Journeyman – 24 – Lille – Walking on sunshine

This is one episode of a wider series. To instead start at episode one, please click here.

…and don’t it feel good!?

With the excitement of the UEFA Europa Conference League win behind us, Charli XCX waved off on a plane back to England and the dust settled on the 24/25 season; it was time to roll our sleeves up and look ahead to the 2025/26 campaign. It will be Lille’s first venture back into the Champions League since I’ve become manager. Would the European campaign be memorable? Domestically, could we go one step further and finally knock PSG off of their perch?

The financial gulf is beyond a joke. I finished 2nd in Ligue Un, and my sponsorship income is 7.3% of PSG’s. 7.3%!

With a financial chasm of nearly £250million a year in sponsorship revenue difference alone, the gap between PSG and the rest of us has never been more evident.

The only way for us to get any closer to them than we did last year (we were second by 9 points) is not to slip up, ever. We must hope that PSG do (slip up) somewhere, and we perform admirably head to head. That’s forgetting how Lyon, Marseille and Monaco feel about fighting for second or third!

Let’s have a look at summer 2025 transfer business. We may not have the same clout as our rivals in Paris when the cheque book comes out, but we did have a bit of cash to spend, so what happened?

Firstly, let’s look at transfers away from the Stade Pierre Mauroy.

Christoph Baumgartner, 26, sold to Benevento, £5million.

Playing only 5 times in total (1 start), the Austrian attacking midfielder was always going to be a backup option for us, third in line for that number 10 spot after Yusuf Yazici and Hannibal Mejri. Had I thought that he was going to be required on so few occassions, I would not have brought him to Lille. Still, £5million for a player we didn’t need, who cost us £2.4million just twelve months earlier? I’ll take it.
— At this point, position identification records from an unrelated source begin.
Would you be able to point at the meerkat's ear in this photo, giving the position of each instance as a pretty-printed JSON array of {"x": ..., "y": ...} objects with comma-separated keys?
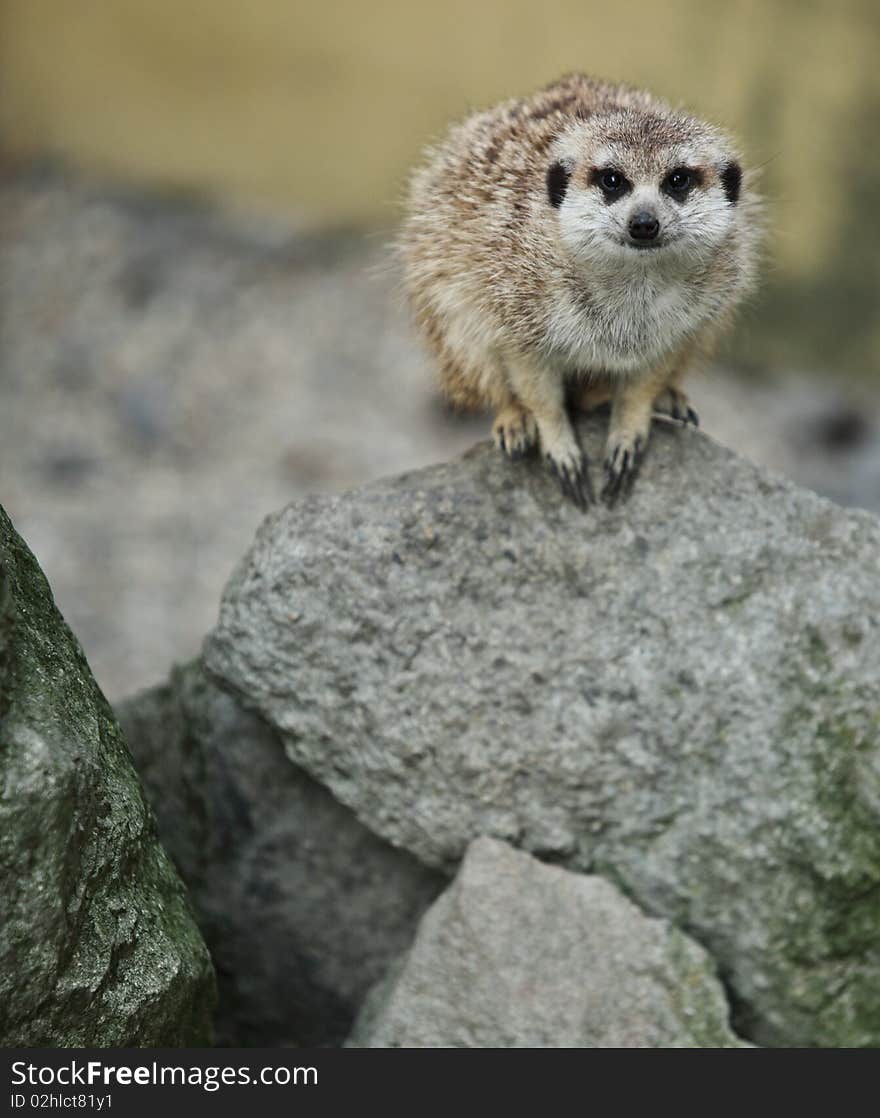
[
  {"x": 558, "y": 176},
  {"x": 731, "y": 179}
]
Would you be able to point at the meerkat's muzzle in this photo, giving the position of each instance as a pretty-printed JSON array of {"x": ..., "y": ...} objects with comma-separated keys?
[{"x": 643, "y": 227}]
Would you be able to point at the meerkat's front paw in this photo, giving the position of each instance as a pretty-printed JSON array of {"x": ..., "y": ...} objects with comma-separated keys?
[
  {"x": 571, "y": 470},
  {"x": 623, "y": 457},
  {"x": 514, "y": 432},
  {"x": 674, "y": 404}
]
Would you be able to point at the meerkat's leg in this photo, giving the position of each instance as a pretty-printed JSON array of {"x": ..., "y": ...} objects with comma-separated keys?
[
  {"x": 673, "y": 401},
  {"x": 628, "y": 430},
  {"x": 540, "y": 391},
  {"x": 514, "y": 429}
]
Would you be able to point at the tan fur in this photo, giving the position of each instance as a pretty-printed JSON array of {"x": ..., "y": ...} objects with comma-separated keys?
[{"x": 514, "y": 314}]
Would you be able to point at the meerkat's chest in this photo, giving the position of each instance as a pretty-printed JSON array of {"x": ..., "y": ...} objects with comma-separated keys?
[{"x": 624, "y": 324}]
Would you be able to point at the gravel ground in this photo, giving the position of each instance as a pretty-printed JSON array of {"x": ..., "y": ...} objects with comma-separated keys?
[{"x": 169, "y": 376}]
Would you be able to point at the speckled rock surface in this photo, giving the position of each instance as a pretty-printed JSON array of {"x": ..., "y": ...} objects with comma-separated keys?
[
  {"x": 97, "y": 943},
  {"x": 302, "y": 907},
  {"x": 518, "y": 954},
  {"x": 680, "y": 693}
]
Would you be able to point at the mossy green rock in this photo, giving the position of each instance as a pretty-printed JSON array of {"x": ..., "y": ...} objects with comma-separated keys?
[{"x": 97, "y": 944}]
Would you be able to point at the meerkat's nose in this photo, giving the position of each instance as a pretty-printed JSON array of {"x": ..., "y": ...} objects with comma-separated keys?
[{"x": 643, "y": 226}]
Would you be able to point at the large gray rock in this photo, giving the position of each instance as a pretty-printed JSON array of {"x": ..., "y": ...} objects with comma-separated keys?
[
  {"x": 97, "y": 943},
  {"x": 680, "y": 693},
  {"x": 518, "y": 954},
  {"x": 301, "y": 906}
]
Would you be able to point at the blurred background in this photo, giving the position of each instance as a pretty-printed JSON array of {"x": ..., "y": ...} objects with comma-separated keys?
[{"x": 198, "y": 316}]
Abdelhamid Aïssaoui, 20, sold to Rochdale, £11million.

Despite Aïssaoui’s clear potential, the fact is we do not play with wingers. Although it looks like he will become a fairly good player, he can’t really play anywhere in our 4-3-3. To get £11million from Championship side Rochdale was quite a fee to rake in for a player who came through the youth system and who’s only competitive football came in the form of two loan spells away from the club. Yes, Abdelhamid may go on to become a star elsewhere, but he would not have fitted in with how we like to play (and I have no idea how to pronounce his surname), so it was better to let him go permanently than delay his career development.

Based on the advice of legendary Caen manager FM Heathen I loaned out some fringe players for more than £800,000 a month in income.

Dzafic and Santiago have bright futures ahead of them here in Lille, but could benefit from playing more often. Badaloni had a superb season with Rangers last year, but would bring my non-EU contingent over the registration limit. Brossard looks like a promsing attacker and Caneca needs first team football, after the now 22-year old hasn’t yet broke through at either Bordeaux or Lille where I have managed him.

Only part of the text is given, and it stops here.